Trafficking -- especially for commercial sexual exploitation -- has become a worldwide, multi billion-dollar industry. Boys and girls are favoured targets for sexual exploitation and groups with low social standing are often the most vulnerable, such as minorities and refugees. Illicit traffic is expanding through the use of child pornography on the Internet, and low-cost Internet advertising of the commercial sex trade, attracting sex tourists and peadophiles

UNICEF's Carol Bellamy has called on governments to enforce both their national laws and to accept their obligations under the Convention on the Rights of the Child. Every government in the Asia-Pacific region has ratified the Convention on the Rights of the Child, legally binding them to protect their children from all forms of economic and sexual exploitation.

Societies must recognise that the root causes of trafficking often lie in unequal treatment of women and girl-children, discrimination against minorities, and economic policies which fail to ensure universal access to education and legal protection.

There are, however, positive movements against child trafficking in India, Nepal, Bangladesh, Pakistan, Thailand, Cambodia, Vietnam, Ukraine, Russia and Sri Lanka. These include creating special bodies to protect child rights, the reform of juvenile justice systems, the training of police and judicial authorities and crackdowns on those who sexually exploit children.

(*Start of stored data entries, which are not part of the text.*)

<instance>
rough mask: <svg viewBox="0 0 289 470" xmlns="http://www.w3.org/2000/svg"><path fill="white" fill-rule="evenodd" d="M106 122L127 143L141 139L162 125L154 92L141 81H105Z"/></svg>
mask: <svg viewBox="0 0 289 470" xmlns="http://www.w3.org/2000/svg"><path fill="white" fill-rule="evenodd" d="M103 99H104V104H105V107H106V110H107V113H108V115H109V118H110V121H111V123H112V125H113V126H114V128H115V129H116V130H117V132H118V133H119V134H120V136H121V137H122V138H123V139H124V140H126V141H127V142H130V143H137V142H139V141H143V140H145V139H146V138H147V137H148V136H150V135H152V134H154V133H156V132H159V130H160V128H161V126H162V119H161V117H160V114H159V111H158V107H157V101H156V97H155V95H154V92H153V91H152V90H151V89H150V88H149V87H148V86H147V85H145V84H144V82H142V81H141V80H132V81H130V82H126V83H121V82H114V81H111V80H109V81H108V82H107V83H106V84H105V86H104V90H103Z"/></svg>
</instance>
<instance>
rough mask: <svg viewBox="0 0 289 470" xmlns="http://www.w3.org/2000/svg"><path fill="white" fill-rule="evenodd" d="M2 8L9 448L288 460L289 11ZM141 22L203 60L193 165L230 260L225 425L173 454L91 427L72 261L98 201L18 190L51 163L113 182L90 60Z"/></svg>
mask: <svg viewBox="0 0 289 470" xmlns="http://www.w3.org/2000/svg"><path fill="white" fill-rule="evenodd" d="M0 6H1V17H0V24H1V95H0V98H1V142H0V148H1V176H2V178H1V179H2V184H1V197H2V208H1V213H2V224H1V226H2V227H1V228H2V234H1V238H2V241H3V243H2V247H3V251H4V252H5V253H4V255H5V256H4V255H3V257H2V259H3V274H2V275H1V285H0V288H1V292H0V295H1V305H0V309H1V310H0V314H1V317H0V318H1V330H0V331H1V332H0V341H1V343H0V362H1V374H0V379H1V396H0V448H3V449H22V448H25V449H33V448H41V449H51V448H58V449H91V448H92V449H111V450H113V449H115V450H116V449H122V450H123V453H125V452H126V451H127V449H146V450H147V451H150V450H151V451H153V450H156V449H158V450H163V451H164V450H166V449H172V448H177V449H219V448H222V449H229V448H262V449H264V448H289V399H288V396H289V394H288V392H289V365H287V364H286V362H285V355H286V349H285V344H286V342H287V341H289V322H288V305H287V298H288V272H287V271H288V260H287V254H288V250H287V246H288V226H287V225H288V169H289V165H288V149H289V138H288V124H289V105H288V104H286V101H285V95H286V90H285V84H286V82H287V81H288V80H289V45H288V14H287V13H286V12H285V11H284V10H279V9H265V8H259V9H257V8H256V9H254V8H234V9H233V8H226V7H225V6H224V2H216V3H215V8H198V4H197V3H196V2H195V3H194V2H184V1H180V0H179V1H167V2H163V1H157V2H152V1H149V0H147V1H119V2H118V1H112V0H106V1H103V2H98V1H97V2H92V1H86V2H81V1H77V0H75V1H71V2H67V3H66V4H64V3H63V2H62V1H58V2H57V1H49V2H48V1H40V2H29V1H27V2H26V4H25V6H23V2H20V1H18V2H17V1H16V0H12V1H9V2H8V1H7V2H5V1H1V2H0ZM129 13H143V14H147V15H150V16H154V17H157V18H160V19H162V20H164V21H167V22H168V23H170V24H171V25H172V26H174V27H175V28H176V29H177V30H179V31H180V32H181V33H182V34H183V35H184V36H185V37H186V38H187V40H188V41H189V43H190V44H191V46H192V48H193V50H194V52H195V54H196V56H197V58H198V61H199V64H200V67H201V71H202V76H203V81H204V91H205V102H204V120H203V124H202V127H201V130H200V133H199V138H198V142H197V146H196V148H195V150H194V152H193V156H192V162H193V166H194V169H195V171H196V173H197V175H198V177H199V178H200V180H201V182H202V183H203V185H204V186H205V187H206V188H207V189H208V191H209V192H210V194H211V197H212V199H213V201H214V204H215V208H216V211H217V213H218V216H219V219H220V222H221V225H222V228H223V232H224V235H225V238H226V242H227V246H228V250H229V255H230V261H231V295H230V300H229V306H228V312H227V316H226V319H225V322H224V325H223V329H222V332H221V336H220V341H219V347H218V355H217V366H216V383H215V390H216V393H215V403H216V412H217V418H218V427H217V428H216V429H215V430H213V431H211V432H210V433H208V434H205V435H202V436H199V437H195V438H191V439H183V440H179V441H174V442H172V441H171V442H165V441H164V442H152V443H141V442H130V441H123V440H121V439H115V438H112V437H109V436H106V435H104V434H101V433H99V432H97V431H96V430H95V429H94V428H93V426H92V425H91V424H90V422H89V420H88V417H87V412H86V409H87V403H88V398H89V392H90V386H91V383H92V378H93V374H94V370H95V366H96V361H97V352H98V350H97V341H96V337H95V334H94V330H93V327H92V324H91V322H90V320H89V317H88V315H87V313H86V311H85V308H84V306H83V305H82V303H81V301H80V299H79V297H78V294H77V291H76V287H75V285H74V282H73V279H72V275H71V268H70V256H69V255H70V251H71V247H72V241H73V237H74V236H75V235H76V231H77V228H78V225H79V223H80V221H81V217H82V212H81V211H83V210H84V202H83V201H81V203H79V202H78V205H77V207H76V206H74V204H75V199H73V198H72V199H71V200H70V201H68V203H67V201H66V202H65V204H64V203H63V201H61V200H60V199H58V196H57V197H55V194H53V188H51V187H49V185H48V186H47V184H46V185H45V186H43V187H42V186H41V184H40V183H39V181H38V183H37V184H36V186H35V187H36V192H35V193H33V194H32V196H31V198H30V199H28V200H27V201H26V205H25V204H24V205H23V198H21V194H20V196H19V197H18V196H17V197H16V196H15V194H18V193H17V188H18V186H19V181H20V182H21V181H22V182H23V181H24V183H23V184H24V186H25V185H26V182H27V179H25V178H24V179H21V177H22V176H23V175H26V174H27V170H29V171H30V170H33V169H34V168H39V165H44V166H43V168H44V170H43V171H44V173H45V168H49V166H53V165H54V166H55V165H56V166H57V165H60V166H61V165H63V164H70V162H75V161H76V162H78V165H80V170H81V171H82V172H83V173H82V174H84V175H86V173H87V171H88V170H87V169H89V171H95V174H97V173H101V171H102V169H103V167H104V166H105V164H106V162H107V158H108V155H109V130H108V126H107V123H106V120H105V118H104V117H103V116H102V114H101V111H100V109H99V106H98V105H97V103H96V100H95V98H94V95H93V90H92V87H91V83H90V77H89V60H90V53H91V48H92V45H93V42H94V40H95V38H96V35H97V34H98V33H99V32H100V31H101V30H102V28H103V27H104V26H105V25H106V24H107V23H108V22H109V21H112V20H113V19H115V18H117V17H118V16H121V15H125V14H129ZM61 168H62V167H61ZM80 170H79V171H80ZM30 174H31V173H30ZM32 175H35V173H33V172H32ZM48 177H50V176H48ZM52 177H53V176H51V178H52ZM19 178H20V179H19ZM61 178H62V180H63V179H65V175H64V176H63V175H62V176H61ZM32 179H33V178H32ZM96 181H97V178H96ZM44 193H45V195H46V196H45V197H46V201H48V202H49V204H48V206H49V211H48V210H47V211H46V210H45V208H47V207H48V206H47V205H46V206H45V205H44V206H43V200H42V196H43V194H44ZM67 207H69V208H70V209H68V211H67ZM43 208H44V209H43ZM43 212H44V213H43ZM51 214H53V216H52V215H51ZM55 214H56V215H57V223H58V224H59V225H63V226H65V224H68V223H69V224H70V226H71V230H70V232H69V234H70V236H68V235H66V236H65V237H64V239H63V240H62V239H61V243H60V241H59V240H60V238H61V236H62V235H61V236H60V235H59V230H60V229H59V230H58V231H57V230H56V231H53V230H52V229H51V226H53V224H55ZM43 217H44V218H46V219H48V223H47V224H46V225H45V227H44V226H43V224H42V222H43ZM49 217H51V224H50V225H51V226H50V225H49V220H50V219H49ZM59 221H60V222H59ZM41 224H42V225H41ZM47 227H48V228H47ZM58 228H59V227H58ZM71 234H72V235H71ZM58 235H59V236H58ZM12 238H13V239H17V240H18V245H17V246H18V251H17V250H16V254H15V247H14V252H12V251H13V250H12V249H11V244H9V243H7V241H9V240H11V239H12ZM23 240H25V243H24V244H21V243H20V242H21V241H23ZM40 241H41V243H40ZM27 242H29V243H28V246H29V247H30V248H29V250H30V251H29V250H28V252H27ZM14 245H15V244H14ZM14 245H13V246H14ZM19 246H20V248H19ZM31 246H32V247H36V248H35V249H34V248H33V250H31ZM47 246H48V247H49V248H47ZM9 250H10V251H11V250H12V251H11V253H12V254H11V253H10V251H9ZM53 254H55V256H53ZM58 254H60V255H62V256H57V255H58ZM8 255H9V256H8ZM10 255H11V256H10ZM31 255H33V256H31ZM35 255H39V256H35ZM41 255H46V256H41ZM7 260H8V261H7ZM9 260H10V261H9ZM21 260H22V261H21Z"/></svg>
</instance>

These movements need to be supported with larger budget allocations with special emphasis on prevention and protection programmes. Advocacy and awareness programmes and peer-education have been very successful in Nepal and Thailand. Protection of the survivors of trafficking and supporting them and their families in the process of law enforcement have been very useful in nailing criminals. A demand for transparency and accountability of spending on these issues would take the budget further.